Open: $1,273.80 Close: $1,235.60 | High: $1,283.20 Low: $1,231.60

Monday opened the week having lost about $10 over the weekend, after closing January last week with the largest monthly gains in three years. Still, gold opened the week trading around 7% higher than this time in January. In world news, Greece’s new finance minister Yanis Varoufakis met with officials in Paris, London and Rome to renegotiate Athens’ debt. Chinese manufacturing took a dip for the second month in a row for January. However, physical gold buying is expected to ramp up ahead of the Lunar New Year on February 19.

By Tuesday, concerns over Greece’s debt had calmed, as it became clear that Varoufakis was asking for a debt swap rather than an abandonment of the euro. In response, the euro surged 10.5% and gold lost some of its safe haven appeal, dropping around $20 over the course of the day. The Reserve Bank of Australia announced it would be cutting interest rates, so in Australian Dollars, gold leaped to a high point. Shanghai’s stock market regained 2.5% of its losses from the previous day.
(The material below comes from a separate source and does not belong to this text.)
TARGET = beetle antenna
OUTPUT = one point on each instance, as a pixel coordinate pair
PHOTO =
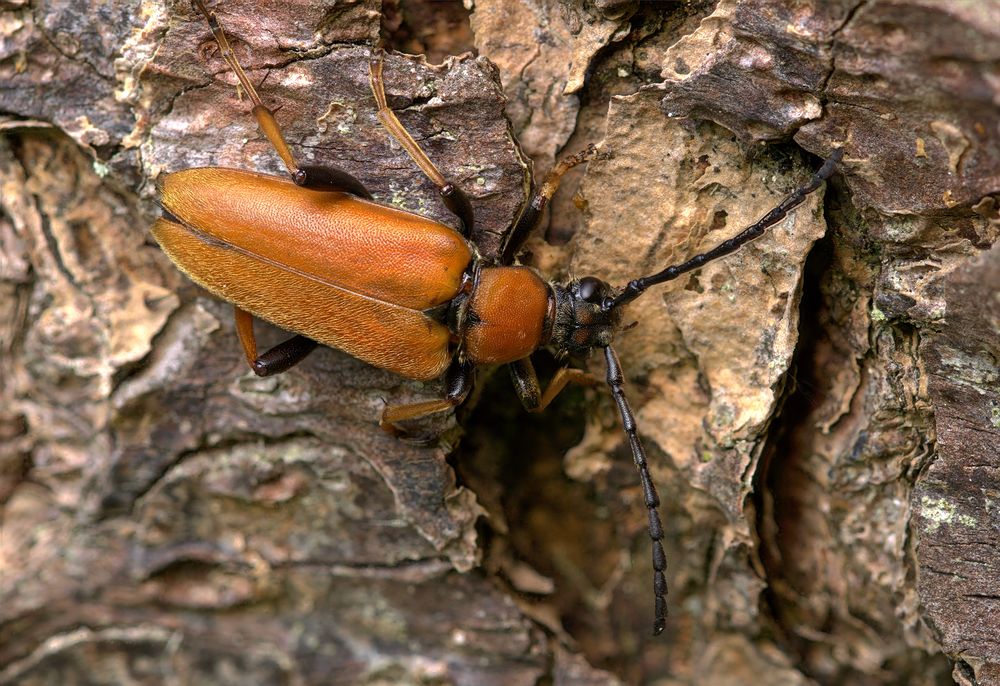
(636, 287)
(616, 380)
Gold prices endured a moderate lift on Wednesday as the People’s Bank of China lowered lending rates in response to sluggish economic growth. Many central banks resort to lowering interest rates in order to combat deflationary pressures; the PBoC is the 16th bank to cut rates this year.
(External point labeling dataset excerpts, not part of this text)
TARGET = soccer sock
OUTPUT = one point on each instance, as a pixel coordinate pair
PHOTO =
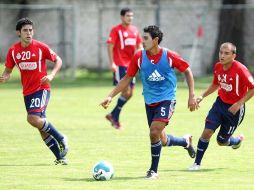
(155, 153)
(201, 148)
(116, 111)
(176, 141)
(53, 146)
(50, 129)
(233, 141)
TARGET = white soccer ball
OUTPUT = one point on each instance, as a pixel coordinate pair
(103, 171)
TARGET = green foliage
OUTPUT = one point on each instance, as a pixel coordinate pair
(27, 164)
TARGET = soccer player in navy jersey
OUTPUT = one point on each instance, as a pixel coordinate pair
(124, 40)
(29, 56)
(235, 86)
(156, 68)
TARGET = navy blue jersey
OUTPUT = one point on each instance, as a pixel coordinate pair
(159, 80)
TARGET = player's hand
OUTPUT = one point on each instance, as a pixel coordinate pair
(192, 104)
(47, 79)
(113, 67)
(4, 78)
(199, 99)
(105, 103)
(234, 108)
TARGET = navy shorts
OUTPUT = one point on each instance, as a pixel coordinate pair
(219, 116)
(119, 74)
(37, 102)
(161, 111)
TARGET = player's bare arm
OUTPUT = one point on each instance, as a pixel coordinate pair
(124, 82)
(6, 75)
(192, 105)
(110, 57)
(212, 88)
(236, 106)
(56, 68)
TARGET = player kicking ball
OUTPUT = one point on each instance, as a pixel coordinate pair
(156, 68)
(235, 86)
(30, 56)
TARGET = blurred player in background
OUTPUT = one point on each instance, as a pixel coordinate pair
(235, 86)
(124, 40)
(156, 68)
(29, 56)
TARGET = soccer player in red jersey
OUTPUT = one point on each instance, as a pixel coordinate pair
(235, 86)
(124, 40)
(29, 56)
(156, 69)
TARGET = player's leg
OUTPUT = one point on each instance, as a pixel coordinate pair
(126, 94)
(213, 121)
(36, 105)
(229, 125)
(156, 129)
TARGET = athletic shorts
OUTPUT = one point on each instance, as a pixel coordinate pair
(119, 74)
(219, 116)
(37, 102)
(161, 111)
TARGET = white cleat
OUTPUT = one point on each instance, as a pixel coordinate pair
(194, 167)
(151, 175)
(63, 145)
(241, 137)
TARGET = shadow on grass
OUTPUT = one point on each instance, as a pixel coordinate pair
(114, 179)
(21, 165)
(201, 170)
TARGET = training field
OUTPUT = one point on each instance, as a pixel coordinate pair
(27, 164)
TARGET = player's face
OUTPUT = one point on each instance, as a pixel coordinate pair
(26, 34)
(148, 42)
(127, 18)
(226, 55)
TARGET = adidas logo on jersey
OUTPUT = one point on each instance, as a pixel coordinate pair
(155, 76)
Learn everything you should know about investing in precious metals.

Request the Free Guide

“Gold looks attractive, as all central banks race to increase liquidity,” remarked Bill O’Neill, partner at Logic Advisors in New Jersey, in an interview with Bloomberg. He said the gold price “has probably found its bottom for now.”

Thursday, gold retreated as the European Central Bank announced a tougher stance on Greek debt—what should be bullish for gold. The ECB, starting February 11, will no longer accept government bonds from Greece as collateral for loans to Greece’s commercial banks. This will make it more difficult for Greece to pay back its debt and it will put more pressure on the country to enact new reforms. Though this news would be expected to increase safe haven demand for gold, the yellow metal actually slipped ahead of Friday’s payroll data, as investors anticipated clues about U.S. interest rates.

Gold sank on Friday, dropping 2.5% to hit a three-week low. U.S. jobs data came in better-than-expected—adding 257,000 jobs, significantly more than Wall Street’s expected 234,000. Gold fell almost $15 in only two minutes, retreating from January’s gains.